The dental satisfaction of people with SSc was similar to people without SSc. The oral hygiene practice of Chinese people with SSc in Hong Kong was generally good as almost all brushed their teeth at least twice a day. However, this study found that only a low percentage of people with SSc had regular dental visit to dentists, and was significantly less than the people without SSc. It is noteworthy that the control group was composed of patients who received or were receiving dental care in dental hospital, and thus could be biased in dental care utilization. Compared to the caries experience of the people without SSc, a similar caries experience among people with SSc was observed. This study found they had more untreated decay than the people without SSc but the difference was not significant. Since some oral changes may complicate dental treatment, it is essential for these people to receive regular dental service for optimal oral health and prevention of oral diseases.

This study did not find that people with SSc had a poorer periodontal status than people without SSc. But it is noteworthy that none of our participants had healthy periodontium, and almost all of them had calculus deposits. The majority of them had periodontal pockets and needed advanced periodontal care.

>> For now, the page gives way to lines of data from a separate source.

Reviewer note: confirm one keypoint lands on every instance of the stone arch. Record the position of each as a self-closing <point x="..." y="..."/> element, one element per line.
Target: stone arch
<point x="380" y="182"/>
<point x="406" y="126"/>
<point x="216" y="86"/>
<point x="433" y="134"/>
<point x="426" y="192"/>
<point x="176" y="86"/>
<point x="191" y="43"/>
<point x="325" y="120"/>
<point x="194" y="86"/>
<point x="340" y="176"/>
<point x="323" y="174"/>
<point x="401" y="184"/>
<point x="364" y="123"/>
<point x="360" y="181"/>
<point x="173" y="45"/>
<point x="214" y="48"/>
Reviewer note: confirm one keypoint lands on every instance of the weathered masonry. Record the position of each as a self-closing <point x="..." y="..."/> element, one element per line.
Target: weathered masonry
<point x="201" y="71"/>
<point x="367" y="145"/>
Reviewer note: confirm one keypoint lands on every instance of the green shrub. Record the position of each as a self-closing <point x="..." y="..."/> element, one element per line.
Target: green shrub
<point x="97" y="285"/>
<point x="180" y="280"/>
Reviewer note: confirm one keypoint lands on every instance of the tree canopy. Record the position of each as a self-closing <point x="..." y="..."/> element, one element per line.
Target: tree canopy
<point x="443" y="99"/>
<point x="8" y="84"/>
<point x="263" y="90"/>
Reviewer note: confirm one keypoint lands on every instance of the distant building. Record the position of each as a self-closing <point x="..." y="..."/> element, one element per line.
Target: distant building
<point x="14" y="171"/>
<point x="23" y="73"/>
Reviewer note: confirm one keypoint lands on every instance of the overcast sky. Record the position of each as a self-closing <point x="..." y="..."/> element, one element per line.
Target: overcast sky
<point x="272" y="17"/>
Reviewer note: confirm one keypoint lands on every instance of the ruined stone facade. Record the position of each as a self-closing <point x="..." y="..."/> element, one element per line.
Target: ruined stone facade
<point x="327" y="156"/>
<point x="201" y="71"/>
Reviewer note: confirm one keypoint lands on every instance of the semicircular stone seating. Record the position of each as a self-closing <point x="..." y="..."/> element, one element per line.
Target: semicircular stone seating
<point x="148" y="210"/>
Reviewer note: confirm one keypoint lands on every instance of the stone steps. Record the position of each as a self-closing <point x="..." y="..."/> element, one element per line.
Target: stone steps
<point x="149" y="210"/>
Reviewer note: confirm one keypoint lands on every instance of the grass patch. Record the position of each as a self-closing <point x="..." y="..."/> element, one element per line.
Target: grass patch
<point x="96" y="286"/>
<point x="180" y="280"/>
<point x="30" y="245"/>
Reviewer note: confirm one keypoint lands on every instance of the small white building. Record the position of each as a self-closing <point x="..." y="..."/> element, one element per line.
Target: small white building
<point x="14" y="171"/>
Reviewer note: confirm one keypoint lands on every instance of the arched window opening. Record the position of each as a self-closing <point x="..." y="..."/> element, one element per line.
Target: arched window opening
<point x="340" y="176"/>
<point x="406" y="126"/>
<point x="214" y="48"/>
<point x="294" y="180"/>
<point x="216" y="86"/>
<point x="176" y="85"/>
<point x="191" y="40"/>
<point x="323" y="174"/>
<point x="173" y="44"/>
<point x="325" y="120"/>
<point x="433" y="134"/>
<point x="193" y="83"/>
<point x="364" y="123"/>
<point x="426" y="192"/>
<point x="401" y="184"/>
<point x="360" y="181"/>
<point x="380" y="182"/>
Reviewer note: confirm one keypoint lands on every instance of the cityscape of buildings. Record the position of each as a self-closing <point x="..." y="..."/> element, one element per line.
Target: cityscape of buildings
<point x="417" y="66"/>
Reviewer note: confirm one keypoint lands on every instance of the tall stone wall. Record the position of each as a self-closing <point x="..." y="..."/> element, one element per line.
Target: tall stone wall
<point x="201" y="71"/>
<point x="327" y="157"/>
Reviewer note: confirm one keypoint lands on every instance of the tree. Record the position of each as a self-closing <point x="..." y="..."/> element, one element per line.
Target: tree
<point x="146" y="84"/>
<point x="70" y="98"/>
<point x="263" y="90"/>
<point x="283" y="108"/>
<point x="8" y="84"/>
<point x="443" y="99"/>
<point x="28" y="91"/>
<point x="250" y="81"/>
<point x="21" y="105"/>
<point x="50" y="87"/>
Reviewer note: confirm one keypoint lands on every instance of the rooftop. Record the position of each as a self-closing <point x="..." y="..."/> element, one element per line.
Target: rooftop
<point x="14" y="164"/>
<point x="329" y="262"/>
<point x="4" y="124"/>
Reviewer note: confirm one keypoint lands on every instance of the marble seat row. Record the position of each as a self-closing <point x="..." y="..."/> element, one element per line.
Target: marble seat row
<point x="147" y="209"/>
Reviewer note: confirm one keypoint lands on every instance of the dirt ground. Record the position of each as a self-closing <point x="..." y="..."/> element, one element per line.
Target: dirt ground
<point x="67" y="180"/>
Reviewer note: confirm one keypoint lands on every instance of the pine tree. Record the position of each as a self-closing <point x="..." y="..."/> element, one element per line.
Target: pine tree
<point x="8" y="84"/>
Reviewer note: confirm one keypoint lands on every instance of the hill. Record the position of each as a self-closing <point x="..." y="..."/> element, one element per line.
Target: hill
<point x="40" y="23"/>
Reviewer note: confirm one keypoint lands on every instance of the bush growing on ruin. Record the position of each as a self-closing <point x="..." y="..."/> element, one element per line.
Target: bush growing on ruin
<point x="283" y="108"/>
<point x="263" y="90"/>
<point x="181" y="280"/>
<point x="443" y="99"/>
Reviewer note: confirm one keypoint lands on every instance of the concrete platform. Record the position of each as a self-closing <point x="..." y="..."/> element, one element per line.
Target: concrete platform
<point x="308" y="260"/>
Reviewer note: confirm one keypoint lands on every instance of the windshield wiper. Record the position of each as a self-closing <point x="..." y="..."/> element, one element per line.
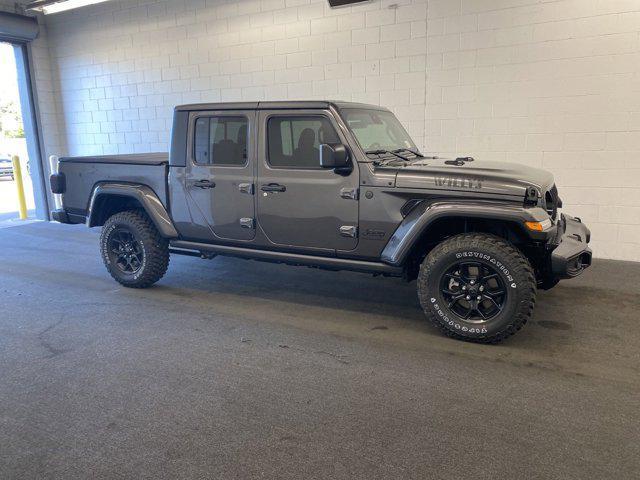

This study showed that periodontal disease was very prevalent and severe among Chinese people with SSc in Hong Kong.

Conclusions

According to the results of this study, most of the Chinese people with SSc in Hong Kong had calculus on their teeth and the majority required advanced periodontal treatment. The caries risk would be high because of low salivary flow rate and salivary pH value. Many of them also had untreated decay. Periodontal and restorative treatment and tight recall for prevention and maintenance is essential. Mucosal telangiectasia was a very common oral feature. They also had a reduced mouth opening that might complicate dental care.